The newly revived Western Empire nevertheless often clashed with the pope in Rome. Under Spanish influence, the emperor had adopted a version of the Nicene Creed with an addition to the clause about the Holy Spirit. The original (from 381) says that the Spirit “proceeds from the Father.” In Spain, at the conversion of the Visigoth King Recared in the sixth century, apparently as an additional, anti-Arian affirmation of some sort, the word filioque, meaning “and the Son,” was added. Though the popes did not disagree with the underlying theology, to exercise their political independence they refused to adopt formally this version of the creed.
It wasn’t until the eleventh century, at the eve of the Great Schism, that Rome finally accepted the creed with the word filioque. While the actual complaints cited in the papal bull that caused the schism were liturgical practices—Eastern Christians use leaven in the Eucharist while Western ones did not—nevertheless Nicaea’s legacy remains the major theological point of dispute between Western Christians and the Eastern Orthodox Church to this day.
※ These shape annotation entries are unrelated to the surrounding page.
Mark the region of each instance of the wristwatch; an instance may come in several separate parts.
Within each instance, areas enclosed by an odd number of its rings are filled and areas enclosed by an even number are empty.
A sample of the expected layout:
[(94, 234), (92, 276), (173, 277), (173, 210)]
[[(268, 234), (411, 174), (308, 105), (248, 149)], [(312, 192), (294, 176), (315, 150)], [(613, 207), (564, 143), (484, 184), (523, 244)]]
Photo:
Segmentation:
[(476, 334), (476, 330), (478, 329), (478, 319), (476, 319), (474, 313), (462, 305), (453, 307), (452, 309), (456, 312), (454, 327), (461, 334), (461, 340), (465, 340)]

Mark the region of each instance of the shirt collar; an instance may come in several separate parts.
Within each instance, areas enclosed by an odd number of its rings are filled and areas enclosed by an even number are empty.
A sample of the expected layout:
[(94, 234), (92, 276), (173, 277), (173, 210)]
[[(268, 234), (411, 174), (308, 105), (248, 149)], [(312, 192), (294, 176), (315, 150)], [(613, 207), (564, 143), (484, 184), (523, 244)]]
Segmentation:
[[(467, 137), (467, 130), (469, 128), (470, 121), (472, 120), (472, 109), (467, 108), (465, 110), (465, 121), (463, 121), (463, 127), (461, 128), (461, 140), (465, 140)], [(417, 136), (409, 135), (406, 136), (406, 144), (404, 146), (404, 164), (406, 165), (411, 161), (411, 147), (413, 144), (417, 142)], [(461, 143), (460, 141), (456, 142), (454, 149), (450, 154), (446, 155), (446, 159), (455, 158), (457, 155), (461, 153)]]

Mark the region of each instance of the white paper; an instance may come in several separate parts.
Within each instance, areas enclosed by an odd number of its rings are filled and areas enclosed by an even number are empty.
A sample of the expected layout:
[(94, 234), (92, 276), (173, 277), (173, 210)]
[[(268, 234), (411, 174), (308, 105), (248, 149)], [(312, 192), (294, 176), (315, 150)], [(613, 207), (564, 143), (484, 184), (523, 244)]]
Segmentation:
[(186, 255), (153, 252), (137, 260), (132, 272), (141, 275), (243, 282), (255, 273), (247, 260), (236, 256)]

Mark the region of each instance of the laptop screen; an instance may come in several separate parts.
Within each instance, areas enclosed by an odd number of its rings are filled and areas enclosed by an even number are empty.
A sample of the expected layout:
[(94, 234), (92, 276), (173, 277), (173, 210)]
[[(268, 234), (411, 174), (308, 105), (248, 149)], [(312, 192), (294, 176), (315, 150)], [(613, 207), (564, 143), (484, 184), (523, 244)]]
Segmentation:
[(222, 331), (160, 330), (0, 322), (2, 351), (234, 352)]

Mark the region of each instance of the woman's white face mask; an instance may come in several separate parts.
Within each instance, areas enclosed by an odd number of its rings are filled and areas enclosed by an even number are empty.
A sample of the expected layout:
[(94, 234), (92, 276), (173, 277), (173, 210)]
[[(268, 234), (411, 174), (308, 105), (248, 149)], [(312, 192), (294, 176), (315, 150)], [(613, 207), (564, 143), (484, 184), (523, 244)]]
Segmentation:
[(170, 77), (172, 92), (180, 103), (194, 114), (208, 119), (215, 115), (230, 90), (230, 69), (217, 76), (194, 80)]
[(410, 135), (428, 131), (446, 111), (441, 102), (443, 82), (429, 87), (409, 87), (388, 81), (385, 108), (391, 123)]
The very creed that technically unites all Christians today also stands as the greatest source of division between them.
As we mark the 1,700th anniversary of Nicaea this year, a celebration at which both Pope Francis and Ecumenical Patriarch Bartholomew had planned to attend before the former’s death on Easter Monday this year, we should consider the long and complicated legacy of this First Ecumenical Council. Nicaea pronounced and protected the tradition of faith passed down by the Apostles, but it also sparked a recurring entanglement of church and state that hurt Christian witness, valorized theological error, and led to the martyrdom of many saints—a cautionary tale for those in our own day who believe the state should play a greater role in enforcing orthodoxy. The divided churches will never be restored to the communion of the one Catholic and Orthodox Church apart from the hard—and free—work of loving discourse, by which, as Christ himself prayed, “as You, Father, are in Me, and I in You; that they also may be one in Us, that the world may believe that You sent Me” (John 17:21).